Von Laurin Schlereth · 24. Juni 2026 · 6 Min. Lesezeit
Gebäudeversicherung auf Mieter umlegen — umlagefähig?
Ist die Wohngebäudeversicherung umlagefähig? So legen Vermieter die Gebäudeversicherung nach §2 Nr. 13 BetrKV auf Mieter um — Schlüssel, Beispiel & Grenzen.
Auf den Punkt
Ja — die Wohngebäudeversicherung ist umlagefähig (§2 Nr. 13 BetrKV) und darf über die Nebenkostenabrechnung auf die Mieter umgelegt werden, sofern das im Mietvertrag vereinbart ist. Verteilt wird ohne andere Vereinbarung nach Wohnfläche (§556a BGB). Nicht umlagefähig sind dagegen die Rechtsschutz-, Mietausfall- und Hausratversicherung des Vermieters.
Auf fast jeder Nebenkostenabrechnung taucht der Posten „Versicherung" auf — und sorgt regelmäßig für Diskussionen. Darf der Vermieter die Gebäudeversicherung wirklich auf die Mieter umlegen? Welche Versicherungen gehören dazu, welche nicht — und wie hoch ist der Anteil? Dieser Artikel erklärt die Rechtslage nach der Betriebskostenverordnung (BetrKV).
Ist die Gebäudeversicherung umlagefähig?
Ja. Die Betriebskostenverordnung nennt die Versicherung ausdrücklich als umlagefähige Betriebskostenart. Nach §2 Nr. 13 BetrKV zählen die „Kosten der Sach- und Haftpflichtversicherung" dazu — namentlich die Versicherung des Gebäudes gegen Feuer-, Sturm-, Leitungswasser- sowie sonstige Elementarschäden, die Glasversicherung, die Haftpflichtversicherung für das Gebäude, den Öltank und den Aufzug.
Maßgeblich ist also nicht die Bezeichnung der Police, sondern ihr Zweck: Versichert sein muss das Gebäude bzw. die Haftung, die aus dem Gebäude entsteht. Reine Eigeninteressen des Vermieters — etwa der Schutz seiner Mieteinnahmen — sind keine Betriebskosten und damit nicht umlagefähig.
Welche Versicherungen sind umlagefähig — und welche nicht?

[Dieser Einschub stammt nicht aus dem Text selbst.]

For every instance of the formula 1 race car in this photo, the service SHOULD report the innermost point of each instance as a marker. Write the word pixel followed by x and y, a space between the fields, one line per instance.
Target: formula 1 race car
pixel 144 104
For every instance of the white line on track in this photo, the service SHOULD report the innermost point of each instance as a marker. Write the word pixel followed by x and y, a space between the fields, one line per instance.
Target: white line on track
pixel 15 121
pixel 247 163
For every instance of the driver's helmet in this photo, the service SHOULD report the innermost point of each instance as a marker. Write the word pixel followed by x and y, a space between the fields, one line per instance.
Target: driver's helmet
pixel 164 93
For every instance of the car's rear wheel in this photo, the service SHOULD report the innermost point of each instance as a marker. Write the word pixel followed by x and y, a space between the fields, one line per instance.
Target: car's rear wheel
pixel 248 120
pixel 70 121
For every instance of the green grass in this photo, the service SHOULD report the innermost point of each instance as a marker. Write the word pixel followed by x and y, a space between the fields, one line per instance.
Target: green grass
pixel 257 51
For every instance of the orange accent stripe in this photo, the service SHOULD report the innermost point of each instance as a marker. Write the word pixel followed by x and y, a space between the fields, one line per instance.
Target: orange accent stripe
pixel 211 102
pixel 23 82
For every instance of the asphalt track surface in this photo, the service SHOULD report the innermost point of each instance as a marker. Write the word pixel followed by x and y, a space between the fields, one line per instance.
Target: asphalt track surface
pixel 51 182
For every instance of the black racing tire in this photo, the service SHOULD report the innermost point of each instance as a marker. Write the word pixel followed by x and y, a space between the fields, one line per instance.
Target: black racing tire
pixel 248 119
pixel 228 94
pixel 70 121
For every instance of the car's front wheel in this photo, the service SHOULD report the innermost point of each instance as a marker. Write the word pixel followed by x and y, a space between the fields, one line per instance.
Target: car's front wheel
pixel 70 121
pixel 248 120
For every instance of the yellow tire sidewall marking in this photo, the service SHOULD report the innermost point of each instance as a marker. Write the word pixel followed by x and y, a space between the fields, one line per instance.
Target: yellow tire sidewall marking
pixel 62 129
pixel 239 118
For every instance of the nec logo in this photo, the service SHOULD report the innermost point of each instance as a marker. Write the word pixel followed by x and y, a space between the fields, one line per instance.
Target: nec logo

| Versicherung | Umlagefähig? | Hinweis |
|---|---|---|
| Wohngebäudeversicherung (Feuer, Sturm, Leitungswasser) | Ja | Kern des §2 Nr. 13 BetrKV |
| Elementarschadenversicherung (Hochwasser, Starkregen) | Ja | als Teil bzw. Erweiterung der Gebäudeversicherung |
| Haus- und Grundbesitzerhaftpflicht | Ja | Haftpflicht für das Gebäude |
| Glasversicherung | Ja | soweit Gemeinschaftsglas betroffen ist |
| Öltank-/Gewässerschadenversicherung | Ja | bei vorhandenem Öltank |
| Rechtsschutzversicherung des Vermieters | Nein | dient dem Eigeninteresse des Vermieters |
| Mietausfall-/Mietverlustversicherung | Nein | schützt nur die Einnahmen des Vermieters |
| Hausratversicherung | Nein | private Versicherung, kein Gebäudebezug |
| Reparatur-/Instandhaltungsversicherung | Nein | Instandhaltung trägt der Vermieter |
Wie wird die Gebäudeversicherung auf die Mieter umgelegt?
Umgelegt wird immer nur die tatsächlich gezahlte Versicherungsprämie des Abrechnungsjahres. Welchen Anteil der einzelne Mieter trägt, hängt vom Verteilerschlüssel ab. Ist im Mietvertrag nichts anderes vereinbart, gilt nach §556a Abs. 1 BGB die Umlage nach Wohnfläche:
Was kostet Sach- und Haftpflichtversicherung im Durchschnitt?
| Kennzahl | Richtwert |
|---|---|
| Bundesweiter Durchschnitt | 0,31 €/m² pro Monat |
| Bei 60 m² Wohnfläche | ≈ 223 € pro Jahr |
| Bei 80 m² Wohnfläche | ≈ 298 € pro Jahr |
| Anteil an den gesamten Betriebskosten | ≈ 12 % |
Stand: Betriebskostenspiegel 2024 (Deutscher Mieterbund), bundesweiter Durchschnitt · regional und je Objekt schwanken die Werte deutlich.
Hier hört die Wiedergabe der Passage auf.